A 30-bed transitional housing program for veterans in Camden opened this week, with the first residents expected in January.
While homelessness among veterans is on the decline nationally, the numbers are expected to keep growing in Camden, local experts say.
Home for the Brave, operated by Volunteers of America Delaware Valley, was added onto the Aletha R. Wright "Vision of Hope" Center on Atlantic Avenue.
The shelter will offer services such as job training and placement, and mental health treatment and care. The goal is to have veterans eventually become mentors to others entering the program.
About 20 percent of Camden County's homeless are veterans, according to VOA's most recent survey.
"We are continually surprised at the number of veterans out there," said Dan Lombardo, president and chief executive officer of VOA in Collingswood.
The impetus for the $2.4 million shelter came two years ago when the group discovered a number of veterans living in Camden's Tent City, he said.
"It's not just Vietnam-era vets. It's Iraqi and Afghani vets. These are folks who deserve consideration and support for sacrificing a lot for their country. They should have someplace to go," Lombardo said.

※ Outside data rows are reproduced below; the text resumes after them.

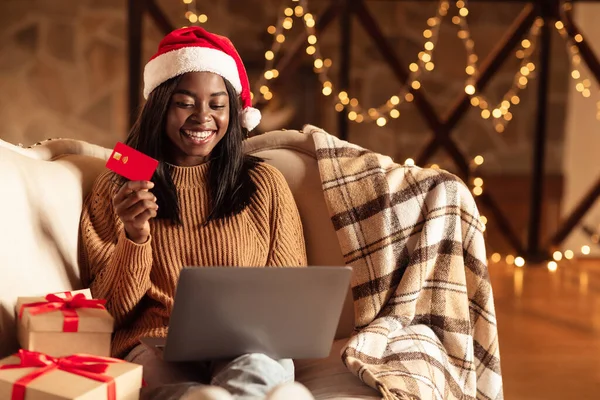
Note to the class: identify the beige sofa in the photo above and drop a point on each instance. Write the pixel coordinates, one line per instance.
(41, 193)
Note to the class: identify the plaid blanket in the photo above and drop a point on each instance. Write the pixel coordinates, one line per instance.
(425, 320)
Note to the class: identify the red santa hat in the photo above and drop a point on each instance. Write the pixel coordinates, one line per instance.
(194, 49)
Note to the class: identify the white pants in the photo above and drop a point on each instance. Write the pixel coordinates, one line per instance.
(250, 376)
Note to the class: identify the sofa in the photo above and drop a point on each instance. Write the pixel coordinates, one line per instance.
(42, 189)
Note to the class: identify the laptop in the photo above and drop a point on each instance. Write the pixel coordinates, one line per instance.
(224, 312)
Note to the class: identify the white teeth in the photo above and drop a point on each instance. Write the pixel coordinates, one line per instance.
(198, 135)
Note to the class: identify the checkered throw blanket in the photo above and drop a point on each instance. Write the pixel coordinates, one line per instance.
(425, 319)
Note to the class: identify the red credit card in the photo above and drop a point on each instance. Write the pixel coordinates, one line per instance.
(131, 164)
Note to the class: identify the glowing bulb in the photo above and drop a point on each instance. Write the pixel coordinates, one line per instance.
(519, 262)
(569, 254)
(557, 255)
(585, 249)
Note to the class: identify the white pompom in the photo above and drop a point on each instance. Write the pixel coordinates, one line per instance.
(250, 118)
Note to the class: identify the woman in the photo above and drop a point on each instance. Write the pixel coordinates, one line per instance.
(208, 204)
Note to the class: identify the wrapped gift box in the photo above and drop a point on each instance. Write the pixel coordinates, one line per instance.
(31, 375)
(63, 324)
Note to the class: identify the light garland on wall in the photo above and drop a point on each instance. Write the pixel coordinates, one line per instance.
(321, 66)
(192, 14)
(499, 114)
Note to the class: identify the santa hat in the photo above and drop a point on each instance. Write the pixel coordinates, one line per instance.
(194, 49)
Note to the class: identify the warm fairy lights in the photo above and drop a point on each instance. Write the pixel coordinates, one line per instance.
(321, 65)
(192, 14)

The federal government has made strides in reducing the ranks of the chronically homeless and of veterans who are homeless, although it will probably not reach its goal of ending homelessness among those populations by 2015, according to an annual report from the Department of Housing and Urban Development released this week.
The number of homeless veterans declined from 76,300 in 2010 to about 67,500 in 2011, the most recent survey by the U.S. Department of Veterans Affairs and HUD reports.

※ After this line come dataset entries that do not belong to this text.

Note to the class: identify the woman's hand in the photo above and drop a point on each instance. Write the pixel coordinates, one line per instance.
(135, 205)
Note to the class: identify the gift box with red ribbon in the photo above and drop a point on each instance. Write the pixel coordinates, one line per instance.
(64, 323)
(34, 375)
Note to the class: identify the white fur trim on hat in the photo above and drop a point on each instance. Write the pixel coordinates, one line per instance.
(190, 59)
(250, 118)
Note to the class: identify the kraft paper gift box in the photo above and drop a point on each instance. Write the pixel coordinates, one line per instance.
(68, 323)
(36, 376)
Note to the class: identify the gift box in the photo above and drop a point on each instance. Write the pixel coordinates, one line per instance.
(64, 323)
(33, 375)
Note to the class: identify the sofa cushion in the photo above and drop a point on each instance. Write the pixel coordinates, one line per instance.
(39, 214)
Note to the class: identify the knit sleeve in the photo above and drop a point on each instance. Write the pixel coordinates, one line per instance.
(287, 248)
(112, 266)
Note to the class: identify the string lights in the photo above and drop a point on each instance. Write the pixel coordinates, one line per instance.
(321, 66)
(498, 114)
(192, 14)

After an increase from 2009 to 2010, homelessness in Camden County also has been on the decline, with about 662 homeless - 16 percent of them veterans - on any given night, according to the county's most recent point-in-time survey.
The actual number varies from month to month, from 60 into the hundreds, said Gino Lewis, Camden's community development director, but those numbers could go up as federal stimulus money runs out.
"We're looking to consolidate services," he said. "We do anticipate more" homeless veterans.
Lombardo said he, too, expects numbers to rise with the economy stagnating and more veterans returning home. Not only are there fewer jobs, many veterans return with mental health or substance-abuse problems.
"Folks are coming back and finding an environment that's really changed," he said.
Many of those homeless servicemen and women find their way to Camden because of the bounty of services that they can't find elsewhere in the region, from shelters to job training and mental-health care.
"If someone is homeless in Burlington or Gloucester Counties, 9 times out of 10 they end up in Camden," said Dan Keashen, a Camden County spokesman.
Freeholder Ian Leonard, a staff sergeant in the 177th Fighter Wing, New Jersey Air National Guard reserve unit, said they don't always get the help they need.
"People put them on buses and trains and say, 'If you go to Camden, they'll help you out,' but that's not always the case. Then they get stuck here and they have substance abuse or mental health issues and they don't want to go through traditional means of treatment."
With the Home for the Brave, he said, "they'll have somewhere to stay where it's warm and they'll get help all around."